Erik Darling: That’s generally our recommendation for any of the, sort of, tertiary non-engine components, SSIS, SSRS, put them on a different server. You don’t want them competing with your SQL Server, just because those resources are precious and, you know, unless you have things really well defined with how much stuff actually needs. They’re going to walk on each other and it’s not going to be pretty.
If I have two SANs, where should I store my backups?
Brent Ozar: James says, “we have two SANs, we have one SAN just used for data and one SAN is for backups. To make life easier in the event of either SAN failure, where would I store my SQL Server backups? Should I store my SQL Server backups to the data SAN or to the backup SAN where my VM backups are kept?”
Erik Darling: Yes.
Brent Ozar: That’s kind of interesting, yeah…
Erik Darling: I would do both. I would have them in both places.
Brent Ozar: I kind of like where you’re going with that. Well yes, because you don’t want to lose point-in-time recoverability if you lose either SAN, that’s a good point. And your backups aren’t usually that big. I mean, you don’t have to keep 30 days of backups on both SANs.
Does SSRS need a license when run separately?
Brent Ozar: Ben says, “if SSRS is on a separate SQL Server, does that require a separate license?”
Tara Kizer: Sure does. Sorry, best practice.
Brent Ozar: It was cheap – you might be able to get by with Standard too, you may not need Enterprise Edition there.
Erik Darling: And it can be a much smaller VM, you know. Like on your regular one, you might have 16, 24 cores on the SSRS when you might be able to get away with 4, 6, 8.
Have you used 5 AG replicas with CDC?
Brent Ozar: Seybou asks, “do you guys have any experience of using Always On with five replicas with Change Data Capture (CDC) enabled? What are some of the issues that might happen?” Any Of you guys used CDC?
Tara Kizer: I have used CDC but it was not on an availability group server. I can’t really think of issues – well I can think of one issue, CDC uses the transaction log.

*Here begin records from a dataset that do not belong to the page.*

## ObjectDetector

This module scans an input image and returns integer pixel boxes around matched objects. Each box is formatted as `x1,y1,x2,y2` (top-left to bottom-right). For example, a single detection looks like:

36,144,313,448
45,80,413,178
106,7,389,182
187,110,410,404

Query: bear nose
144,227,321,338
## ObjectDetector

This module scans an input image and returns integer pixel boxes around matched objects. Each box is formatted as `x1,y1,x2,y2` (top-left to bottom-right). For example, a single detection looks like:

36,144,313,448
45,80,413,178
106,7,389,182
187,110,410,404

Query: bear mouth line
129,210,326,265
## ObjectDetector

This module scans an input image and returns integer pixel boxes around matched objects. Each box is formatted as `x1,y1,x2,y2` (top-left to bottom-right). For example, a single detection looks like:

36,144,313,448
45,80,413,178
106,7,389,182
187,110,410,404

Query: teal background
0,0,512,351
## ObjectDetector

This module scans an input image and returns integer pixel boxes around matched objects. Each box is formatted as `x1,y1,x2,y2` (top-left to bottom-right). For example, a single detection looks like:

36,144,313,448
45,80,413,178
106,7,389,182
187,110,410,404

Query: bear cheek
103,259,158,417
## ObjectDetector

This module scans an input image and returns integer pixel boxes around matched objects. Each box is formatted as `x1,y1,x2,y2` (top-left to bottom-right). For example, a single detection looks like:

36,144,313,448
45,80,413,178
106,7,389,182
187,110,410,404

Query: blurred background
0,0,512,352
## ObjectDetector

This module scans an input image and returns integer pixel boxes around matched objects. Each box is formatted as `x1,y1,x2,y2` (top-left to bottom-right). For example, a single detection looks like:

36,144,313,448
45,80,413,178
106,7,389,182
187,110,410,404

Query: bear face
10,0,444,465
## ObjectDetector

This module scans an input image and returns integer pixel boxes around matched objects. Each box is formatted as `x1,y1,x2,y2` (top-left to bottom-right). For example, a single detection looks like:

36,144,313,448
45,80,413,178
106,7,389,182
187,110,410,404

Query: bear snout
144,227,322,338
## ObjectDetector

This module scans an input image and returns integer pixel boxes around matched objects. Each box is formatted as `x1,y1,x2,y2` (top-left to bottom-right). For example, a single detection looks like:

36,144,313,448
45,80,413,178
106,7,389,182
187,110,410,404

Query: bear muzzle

That’s where everything gets logged, so you get CDC reading the transaction log and you’ve got availability groups reading the transaction log on what to send out to the other servers. So I know when you have replication and database mirroring, those could have contention because everything’s reading the transaction log, so there’s trace flags in place that can help you to have – I think it’s to have replication skip over the mirroring records and things like that. I wonder if there’s something for CDC that would allow it to – you know, so it doesn’t have to scan everything in the transaction log, because I’ve had issues with that in the past. I have had supported systems with five replicas, but not with CDC enabled.
Brent Ozar: Gotcha, Seybou, if you want more info in there too, you might want to let us know what you’re going to use those five replicas for, what you need all five for, and maybe what you’re using CDC for as well.
What is Microsoft CosmosDB?
Brent Ozar: Folks, we’re down to a couple of questions left in the queue. If you have questions, feel free to put them in over in the questions pane and GoToWebinar. Alexandre asks, “guys, what is Microsoft Cosmo DB?”
Erik Darling: It’s what Document DB used to be.
Brent Ozar: And go on about – so was it just a rename or?
Erik Darling: I’ve read nothing about it. I know that it used to be Document DB and it’s a NoSQL document store with lots of JSON involved and that’s where I bail out. That’s where I pull the parachute whether I’m jumping or not.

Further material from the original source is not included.